We expect our new colleague to help us shape a proactive agenda of scholarship. We’re particularly interested in these themes:

  • Perverse effects on startups, innovation, and the overall dynamism of the tech sector
  • Improving, and de-politicizing, the investigation and enforcement process
  • Calls for the FTC to issue competition rules
  • How privacy and competition policy intersect
  • The weaponization of antitrust law by firms to use against their rivals, and politicians to use against their enemies
  • How the First Amendment and Section 230 constrain antitrust law

Our recent comments on the DOJ and FTC’s proposed vertical merger guidelines will illustrate some of our approach.

Requirements: We’re looking for a smart lawyer who is seeking to become a leading public intellectual in the debate over the future of competition policy. Here’s what we think that looks like:

  • Above all, we seek a lawyer with demonstrated ability to master new areas of law and policy quickly. More specifically, we expect:
    • A minimum of three years of antitrust practice
    • Hands-on experience with antitrust litigation (preferred by not required)
    • Active (or easily reactivated) bar membership
    • Working familiarity with:
      • Administrative law and procedure
      • Constitutional law
      • Regulatory policy in general
      • Law & economics
  • Special consideration will be given to (former) judicial clerks and those who have experience at the FTC, DOJ Antitrust Division or a state attorney general’s office handling antitrust cases.
  • Exceptional public speaking ability will be a key part of this role, including panels, podcasts, media appearances, and testimony before legislative committees and regulatory agencies. This expert must be able to debate likable, polished media darlings whose narrative has far more intuitive appeal — and win.
  • Excellent writing skills will be indispensable for this position. We need someone able to produce a variety of work products, with limited external editing, aimed at a spectrum of audiences, from regulatory comments, amicus briefs, and white papers to op-eds and effective tweeting.
  • A willingness to participate in development efforts, including prospecting donors, donor pitch development and delivery, and relationship management.

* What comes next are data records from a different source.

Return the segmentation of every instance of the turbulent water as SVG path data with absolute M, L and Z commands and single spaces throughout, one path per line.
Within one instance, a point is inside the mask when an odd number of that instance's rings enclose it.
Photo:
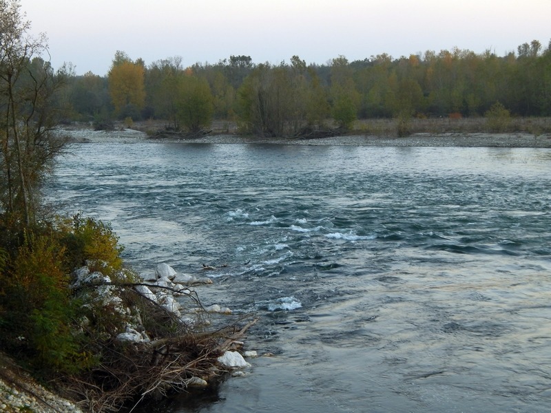
M 548 412 L 551 150 L 76 144 L 49 195 L 135 268 L 227 266 L 251 374 L 169 412 Z

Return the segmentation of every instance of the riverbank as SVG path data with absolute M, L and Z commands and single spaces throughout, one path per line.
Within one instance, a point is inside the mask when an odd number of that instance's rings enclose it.
M 210 144 L 273 144 L 326 146 L 373 147 L 448 147 L 551 148 L 551 134 L 528 133 L 418 133 L 406 137 L 376 135 L 345 135 L 314 139 L 265 138 L 237 134 L 210 134 L 195 138 L 154 138 L 145 131 L 133 129 L 94 131 L 91 128 L 61 129 L 74 142 L 87 143 L 132 143 L 136 142 L 185 142 Z
M 10 357 L 0 353 L 0 412 L 79 413 L 73 402 L 48 390 Z

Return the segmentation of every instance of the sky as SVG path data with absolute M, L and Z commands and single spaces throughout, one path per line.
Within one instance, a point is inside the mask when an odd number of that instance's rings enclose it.
M 53 67 L 103 76 L 117 50 L 149 65 L 184 66 L 231 55 L 325 64 L 386 53 L 451 50 L 498 56 L 551 40 L 551 0 L 20 0 Z

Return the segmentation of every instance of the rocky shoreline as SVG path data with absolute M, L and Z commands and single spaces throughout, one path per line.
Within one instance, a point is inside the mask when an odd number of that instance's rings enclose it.
M 199 138 L 150 138 L 145 132 L 135 129 L 93 131 L 92 129 L 62 129 L 74 142 L 87 143 L 136 142 L 185 142 L 209 144 L 271 144 L 326 146 L 373 147 L 457 147 L 551 148 L 551 134 L 534 135 L 526 133 L 507 134 L 413 134 L 397 138 L 374 135 L 344 135 L 312 139 L 293 138 L 264 138 L 232 134 L 208 134 Z

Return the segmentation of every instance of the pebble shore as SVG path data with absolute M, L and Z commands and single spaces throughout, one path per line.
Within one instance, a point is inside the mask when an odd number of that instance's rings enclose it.
M 3 375 L 6 368 L 2 368 Z M 8 373 L 11 375 L 12 372 Z M 65 400 L 34 381 L 17 376 L 13 381 L 0 379 L 0 412 L 39 412 L 41 413 L 81 413 L 74 403 Z
M 551 148 L 551 134 L 537 136 L 520 132 L 511 134 L 414 134 L 402 138 L 374 135 L 346 135 L 314 139 L 209 134 L 197 138 L 158 139 L 149 138 L 145 132 L 134 129 L 105 131 L 81 129 L 62 131 L 70 135 L 74 142 L 90 143 L 152 142 L 326 146 Z

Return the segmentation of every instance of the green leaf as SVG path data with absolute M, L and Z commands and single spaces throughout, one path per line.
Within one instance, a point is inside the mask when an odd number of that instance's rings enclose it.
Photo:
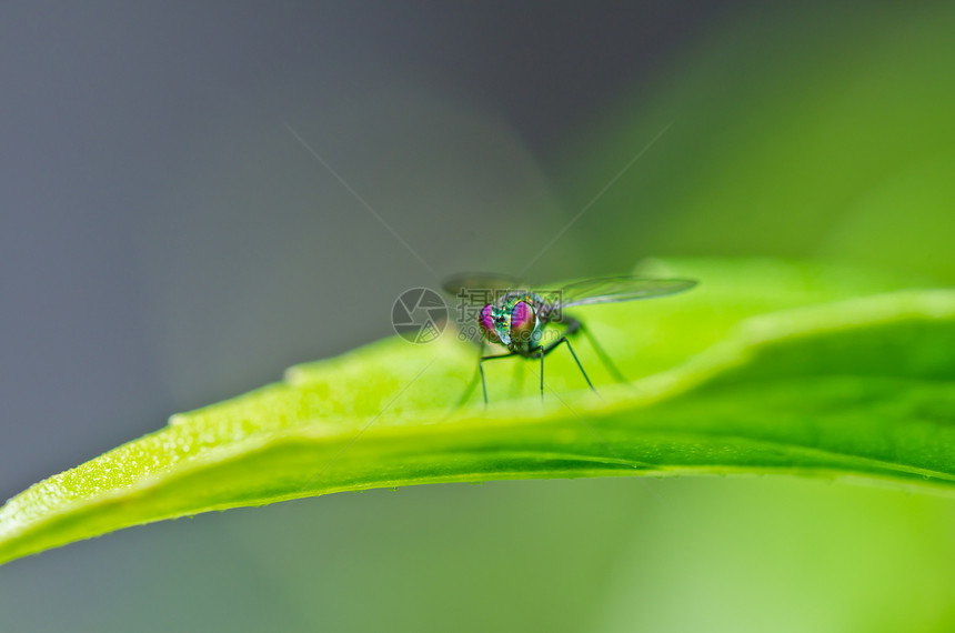
M 330 492 L 529 478 L 796 473 L 955 491 L 955 290 L 823 263 L 649 262 L 691 292 L 580 315 L 574 342 L 487 363 L 388 339 L 173 415 L 0 509 L 0 563 L 129 525 Z M 585 313 L 583 311 L 586 311 Z

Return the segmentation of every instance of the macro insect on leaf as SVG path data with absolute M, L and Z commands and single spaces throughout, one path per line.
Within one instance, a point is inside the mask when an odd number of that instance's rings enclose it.
M 472 308 L 460 312 L 460 314 L 465 320 L 476 321 L 476 326 L 468 323 L 464 326 L 465 332 L 470 330 L 480 334 L 480 339 L 476 335 L 474 338 L 481 346 L 478 369 L 481 374 L 481 388 L 486 405 L 487 383 L 484 380 L 484 361 L 511 356 L 540 359 L 541 400 L 543 400 L 544 356 L 562 344 L 566 344 L 587 385 L 596 392 L 570 342 L 570 336 L 577 333 L 583 333 L 587 338 L 607 370 L 619 381 L 625 382 L 623 375 L 583 322 L 567 314 L 564 310 L 594 303 L 614 303 L 675 294 L 690 290 L 696 285 L 696 281 L 692 279 L 647 279 L 622 275 L 587 279 L 557 290 L 534 291 L 512 277 L 465 273 L 449 278 L 442 285 L 445 292 L 459 299 L 461 307 Z M 551 324 L 561 325 L 563 330 L 547 329 L 547 325 Z M 486 344 L 504 346 L 507 351 L 499 354 L 485 354 Z

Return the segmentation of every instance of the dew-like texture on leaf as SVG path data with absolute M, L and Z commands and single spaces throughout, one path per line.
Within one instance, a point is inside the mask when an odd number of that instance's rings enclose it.
M 684 294 L 576 312 L 594 380 L 453 332 L 291 368 L 0 509 L 0 562 L 120 528 L 330 492 L 529 478 L 796 473 L 955 491 L 955 290 L 835 264 L 645 262 Z M 577 342 L 579 341 L 579 342 Z

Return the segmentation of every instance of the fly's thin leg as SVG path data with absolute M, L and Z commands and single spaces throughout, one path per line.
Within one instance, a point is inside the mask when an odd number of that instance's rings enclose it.
M 563 336 L 561 336 L 560 339 L 557 339 L 556 341 L 554 341 L 553 343 L 551 343 L 550 345 L 544 348 L 544 353 L 549 354 L 549 353 L 551 353 L 551 351 L 555 350 L 557 348 L 557 345 L 560 345 L 561 343 L 566 343 L 567 349 L 571 351 L 571 355 L 574 358 L 574 362 L 577 363 L 577 369 L 581 370 L 582 374 L 584 374 L 584 380 L 587 381 L 587 384 L 590 385 L 591 390 L 594 393 L 596 393 L 596 389 L 594 388 L 594 384 L 591 382 L 590 376 L 587 376 L 587 372 L 584 371 L 584 368 L 581 364 L 581 361 L 577 359 L 577 354 L 574 353 L 573 345 L 571 345 L 571 342 L 567 340 L 567 336 L 573 336 L 579 330 L 583 330 L 584 333 L 587 333 L 587 332 L 586 332 L 586 330 L 583 329 L 583 323 L 581 323 L 580 321 L 577 321 L 576 319 L 574 319 L 573 316 L 570 316 L 567 314 L 564 314 L 564 318 L 561 322 L 565 323 L 567 329 L 564 330 Z
M 491 361 L 494 359 L 510 359 L 511 356 L 517 355 L 515 352 L 509 352 L 506 354 L 494 354 L 491 356 L 481 356 L 478 361 L 478 369 L 481 372 L 481 389 L 484 390 L 484 406 L 487 406 L 487 382 L 484 380 L 484 361 Z
M 544 348 L 537 348 L 541 350 L 541 404 L 544 403 Z
M 621 373 L 621 371 L 616 369 L 616 365 L 613 364 L 613 361 L 610 360 L 607 353 L 603 351 L 603 348 L 600 345 L 600 343 L 596 342 L 596 338 L 594 338 L 590 329 L 584 328 L 583 323 L 581 323 L 580 321 L 577 321 L 577 323 L 580 325 L 581 332 L 584 333 L 584 336 L 586 336 L 587 341 L 590 341 L 591 346 L 594 349 L 594 352 L 596 352 L 597 358 L 600 358 L 601 362 L 607 369 L 607 371 L 613 374 L 613 378 L 617 382 L 630 382 L 626 380 L 626 378 L 624 378 L 623 373 Z
M 455 411 L 458 411 L 459 409 L 464 406 L 464 403 L 468 402 L 471 399 L 471 394 L 474 393 L 474 389 L 478 386 L 478 379 L 480 378 L 479 370 L 481 366 L 481 356 L 483 354 L 484 354 L 484 349 L 482 345 L 481 348 L 478 348 L 478 368 L 474 369 L 474 375 L 471 376 L 471 382 L 469 382 L 468 386 L 464 388 L 464 393 L 461 395 L 461 399 L 458 401 L 458 404 L 455 404 L 448 412 L 449 415 L 451 415 L 452 413 L 454 413 Z
M 577 323 L 580 323 L 580 322 L 577 322 Z M 581 364 L 581 361 L 577 359 L 577 355 L 574 353 L 574 348 L 573 348 L 573 345 L 571 345 L 571 342 L 567 340 L 566 334 L 564 334 L 563 336 L 561 336 L 560 339 L 557 339 L 556 341 L 554 341 L 553 343 L 551 343 L 550 345 L 544 348 L 544 351 L 541 354 L 542 366 L 543 366 L 543 360 L 544 360 L 543 354 L 551 353 L 553 350 L 557 349 L 557 345 L 560 345 L 561 343 L 566 343 L 567 350 L 571 351 L 571 355 L 574 358 L 574 362 L 577 363 L 577 369 L 581 370 L 582 374 L 584 374 L 584 380 L 587 381 L 587 385 L 590 385 L 591 391 L 596 393 L 596 388 L 594 388 L 594 383 L 591 382 L 590 376 L 587 376 L 587 372 L 584 371 L 584 366 Z M 541 378 L 541 384 L 543 384 L 543 382 L 544 382 L 544 379 Z

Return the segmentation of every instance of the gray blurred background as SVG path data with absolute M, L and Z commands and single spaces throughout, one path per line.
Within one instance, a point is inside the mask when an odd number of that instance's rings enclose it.
M 785 213 L 753 229 L 782 222 L 766 248 L 738 231 L 673 237 L 692 198 L 682 188 L 707 169 L 700 148 L 732 143 L 738 130 L 720 117 L 750 107 L 766 76 L 721 58 L 723 80 L 745 90 L 714 90 L 710 120 L 667 103 L 712 93 L 654 94 L 720 33 L 755 38 L 741 57 L 758 61 L 771 44 L 753 42 L 795 20 L 787 59 L 817 67 L 820 42 L 872 13 L 881 41 L 894 11 L 3 3 L 0 496 L 174 412 L 390 335 L 394 298 L 435 273 L 521 271 L 671 123 L 613 190 L 643 182 L 643 203 L 607 193 L 527 277 L 621 272 L 654 254 L 848 252 L 815 224 L 783 243 Z M 591 153 L 627 112 L 640 124 L 620 152 Z M 877 263 L 912 261 L 893 253 Z M 889 631 L 955 619 L 945 590 L 923 591 L 951 585 L 945 500 L 785 479 L 650 485 L 664 502 L 639 481 L 496 482 L 125 530 L 0 570 L 0 630 Z

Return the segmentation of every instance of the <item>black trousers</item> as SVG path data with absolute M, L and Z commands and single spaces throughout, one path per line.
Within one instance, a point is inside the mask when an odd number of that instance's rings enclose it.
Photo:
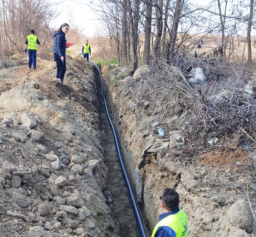
M 59 78 L 62 81 L 63 81 L 66 72 L 66 58 L 64 58 L 64 61 L 62 62 L 58 54 L 55 53 L 54 54 L 54 61 L 56 62 L 57 65 L 56 78 Z

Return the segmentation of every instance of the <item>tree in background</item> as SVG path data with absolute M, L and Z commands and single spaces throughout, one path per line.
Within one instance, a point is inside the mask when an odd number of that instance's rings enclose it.
M 43 47 L 49 24 L 58 15 L 47 1 L 2 0 L 0 11 L 0 50 L 11 53 L 23 51 L 25 39 L 32 29 L 41 39 L 40 47 Z

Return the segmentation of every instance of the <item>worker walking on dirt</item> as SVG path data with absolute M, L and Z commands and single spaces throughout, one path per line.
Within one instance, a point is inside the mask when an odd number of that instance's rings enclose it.
M 53 33 L 54 38 L 51 52 L 54 53 L 53 61 L 57 66 L 56 78 L 59 78 L 63 83 L 66 72 L 66 34 L 69 29 L 67 23 L 63 23 L 57 31 Z
M 160 199 L 163 213 L 159 216 L 151 237 L 187 237 L 187 217 L 179 208 L 178 193 L 166 188 Z
M 25 42 L 25 53 L 27 52 L 27 48 L 29 51 L 29 69 L 31 69 L 33 64 L 34 70 L 35 70 L 36 67 L 36 50 L 37 50 L 37 45 L 40 44 L 40 42 L 37 37 L 35 35 L 35 30 L 33 29 L 30 30 L 31 35 L 27 36 Z
M 83 45 L 82 48 L 82 53 L 84 55 L 84 58 L 86 58 L 87 62 L 89 62 L 89 53 L 91 55 L 91 47 L 90 45 L 88 44 L 88 40 L 85 41 L 85 44 Z

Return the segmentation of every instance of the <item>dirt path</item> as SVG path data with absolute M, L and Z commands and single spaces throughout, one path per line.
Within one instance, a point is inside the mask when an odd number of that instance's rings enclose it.
M 104 156 L 108 169 L 108 181 L 112 193 L 112 204 L 115 218 L 120 225 L 122 237 L 139 237 L 129 196 L 119 165 L 114 136 L 108 120 L 100 85 L 98 84 L 98 99 L 100 129 L 102 133 Z

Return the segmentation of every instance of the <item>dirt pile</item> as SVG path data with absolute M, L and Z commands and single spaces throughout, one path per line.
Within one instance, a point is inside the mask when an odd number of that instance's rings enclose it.
M 162 211 L 158 198 L 170 187 L 180 194 L 189 236 L 251 236 L 256 103 L 250 82 L 255 78 L 229 70 L 228 79 L 191 85 L 178 68 L 160 66 L 136 80 L 119 80 L 114 65 L 102 69 L 134 181 L 140 169 L 151 229 Z
M 118 236 L 93 68 L 26 63 L 0 83 L 0 236 Z

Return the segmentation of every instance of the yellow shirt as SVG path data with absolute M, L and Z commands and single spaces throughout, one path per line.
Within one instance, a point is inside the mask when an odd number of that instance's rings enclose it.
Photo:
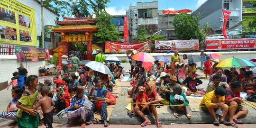
M 210 107 L 213 103 L 221 103 L 225 102 L 225 96 L 218 98 L 214 94 L 214 91 L 210 91 L 204 95 L 203 99 L 199 105 L 201 106 L 202 104 L 205 104 L 207 107 Z

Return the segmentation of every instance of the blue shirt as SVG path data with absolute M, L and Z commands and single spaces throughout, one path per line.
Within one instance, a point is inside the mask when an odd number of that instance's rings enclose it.
M 95 90 L 98 91 L 97 93 L 97 97 L 101 98 L 104 98 L 104 92 L 108 91 L 106 89 L 104 89 L 103 87 L 102 87 L 102 89 L 101 90 L 100 90 L 98 87 L 95 88 Z

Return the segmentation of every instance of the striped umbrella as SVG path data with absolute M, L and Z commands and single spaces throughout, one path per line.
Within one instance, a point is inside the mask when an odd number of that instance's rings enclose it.
M 132 56 L 132 59 L 142 62 L 154 62 L 155 60 L 150 54 L 145 52 L 138 52 Z
M 221 61 L 216 67 L 255 66 L 253 62 L 242 58 L 229 58 Z

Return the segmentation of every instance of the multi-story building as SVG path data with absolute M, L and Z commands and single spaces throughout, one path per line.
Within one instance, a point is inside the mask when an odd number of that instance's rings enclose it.
M 208 0 L 192 14 L 195 17 L 201 14 L 200 28 L 204 28 L 208 23 L 208 28 L 212 29 L 215 34 L 222 34 L 222 9 L 231 12 L 226 25 L 228 29 L 242 20 L 242 0 Z M 228 31 L 228 35 L 239 34 L 241 30 L 241 27 L 239 26 L 229 32 Z
M 137 2 L 138 9 L 137 27 L 144 26 L 150 33 L 151 30 L 154 32 L 158 31 L 158 1 L 151 2 Z
M 251 0 L 243 0 L 243 22 L 244 27 L 250 27 L 254 18 L 256 18 L 256 4 Z
M 129 6 L 126 10 L 126 15 L 128 18 L 128 29 L 129 30 L 129 38 L 133 39 L 137 37 L 137 18 L 138 9 L 137 7 Z
M 158 30 L 162 30 L 161 35 L 166 36 L 168 39 L 176 39 L 174 27 L 173 24 L 175 14 L 163 14 L 162 10 L 158 10 Z

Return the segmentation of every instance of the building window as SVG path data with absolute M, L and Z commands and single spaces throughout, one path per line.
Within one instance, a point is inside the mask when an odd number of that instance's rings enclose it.
M 227 10 L 229 10 L 229 3 L 224 3 L 223 8 L 224 9 L 226 9 Z
M 248 22 L 248 27 L 251 27 L 251 23 L 252 23 L 251 21 Z

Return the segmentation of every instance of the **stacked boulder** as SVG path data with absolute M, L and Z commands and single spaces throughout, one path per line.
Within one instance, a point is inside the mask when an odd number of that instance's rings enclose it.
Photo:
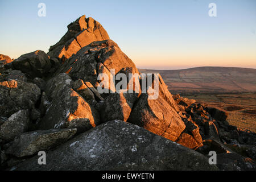
M 153 75 L 158 85 L 150 80 L 142 86 L 145 77 L 92 18 L 82 16 L 68 28 L 47 54 L 22 55 L 1 71 L 2 168 L 218 169 L 203 147 L 233 138 L 226 136 L 236 129 L 225 114 L 220 120 L 219 111 L 172 96 L 160 76 Z M 119 75 L 126 80 L 121 87 L 113 81 Z M 256 138 L 239 135 L 238 142 Z M 52 159 L 44 167 L 35 163 L 41 150 Z M 218 167 L 225 169 L 223 163 Z

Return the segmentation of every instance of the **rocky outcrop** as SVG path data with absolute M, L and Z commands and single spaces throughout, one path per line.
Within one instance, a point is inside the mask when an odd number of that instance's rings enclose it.
M 111 152 L 110 152 L 111 151 Z M 217 170 L 208 159 L 136 125 L 102 124 L 47 154 L 46 165 L 32 158 L 16 170 Z M 111 161 L 111 163 L 109 162 Z
M 97 110 L 72 89 L 65 87 L 48 106 L 38 128 L 76 128 L 81 133 L 100 123 Z
M 51 129 L 23 133 L 16 137 L 6 150 L 6 154 L 21 158 L 43 150 L 49 150 L 67 142 L 76 129 Z
M 108 96 L 101 109 L 101 117 L 103 122 L 113 119 L 127 121 L 138 94 L 114 93 Z
M 50 60 L 44 52 L 40 50 L 23 55 L 10 64 L 5 67 L 20 70 L 32 78 L 46 77 L 59 66 L 57 60 Z
M 139 75 L 92 18 L 68 28 L 48 55 L 0 69 L 1 169 L 218 169 L 212 150 L 221 169 L 255 169 L 255 133 L 172 96 L 160 75 Z M 39 150 L 46 166 L 33 156 Z
M 109 39 L 101 24 L 85 15 L 79 18 L 68 26 L 68 32 L 55 45 L 51 46 L 47 53 L 51 58 L 63 60 L 76 54 L 81 48 L 94 41 Z
M 185 127 L 177 112 L 160 96 L 149 100 L 147 94 L 141 95 L 127 121 L 172 141 Z
M 112 69 L 114 69 L 114 72 L 110 73 Z M 99 75 L 105 73 L 109 79 L 108 81 L 109 87 L 107 89 L 114 93 L 115 85 L 114 83 L 110 86 L 110 75 L 114 77 L 121 72 L 127 75 L 139 74 L 134 63 L 122 52 L 118 46 L 113 41 L 107 40 L 93 42 L 81 48 L 63 64 L 57 74 L 66 73 L 73 80 L 81 79 L 97 87 L 100 85 L 98 80 L 98 77 L 100 77 Z

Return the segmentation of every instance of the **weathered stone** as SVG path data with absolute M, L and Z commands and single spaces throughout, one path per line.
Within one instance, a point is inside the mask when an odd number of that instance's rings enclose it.
M 51 101 L 66 87 L 72 87 L 72 80 L 68 75 L 63 73 L 49 80 L 46 85 L 46 93 Z
M 63 64 L 56 74 L 67 73 L 74 80 L 81 79 L 85 83 L 90 82 L 94 87 L 97 87 L 100 85 L 98 80 L 98 77 L 100 78 L 100 74 L 106 73 L 110 79 L 112 69 L 114 69 L 113 76 L 120 71 L 139 76 L 134 63 L 118 46 L 112 40 L 107 40 L 94 42 L 81 48 Z M 110 82 L 108 85 L 112 85 Z M 139 85 L 138 87 L 139 89 Z M 114 92 L 114 88 L 113 90 Z
M 93 87 L 93 85 L 90 82 L 86 81 L 84 83 L 93 93 L 95 99 L 97 102 L 103 101 L 104 100 L 98 93 L 98 90 Z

How to Apply: Qualified candidates should submit the following application materials in one PDF document:

  • One-page resume: You are welcome to also include a CV with publications, etc. if you think that will be informative.
  • Cover letter: Again, we aren’t looking for anything long, just something to give us a sense of who you are and why you think TechFreedom is a good fit for you.
  • Writing sample: Links to published material is fine, but anything that you think demonstrates your ability to succinctly communicate about complicated ideas is really what we are after here.
  • Your social media handles: We’d like to get to know your online persona.
  • Other relevant experience: Tell us whatever else in your background you think would be relevant for this role.

We plan to accept applications until this position is filled. On a rolling basis, we will be in touch with candidates who we believe are a good fit and will set up a short interview to vet candidates further.

Applications should be submitted to Talent Market via this link: https://talentmarket.org/candidates/apply-for-your-dream-job/

Questions can be directed to Katelynn Barbosa, Talent Engagement Manager at Talent Market, who is assisting with the search:   katelynn@talentmarket.org.

While we thank all applicants in advance for their interest in this position, we are only able to contact those to whom we can offer an interview. Only direct applications will be considered. No phone calls, please.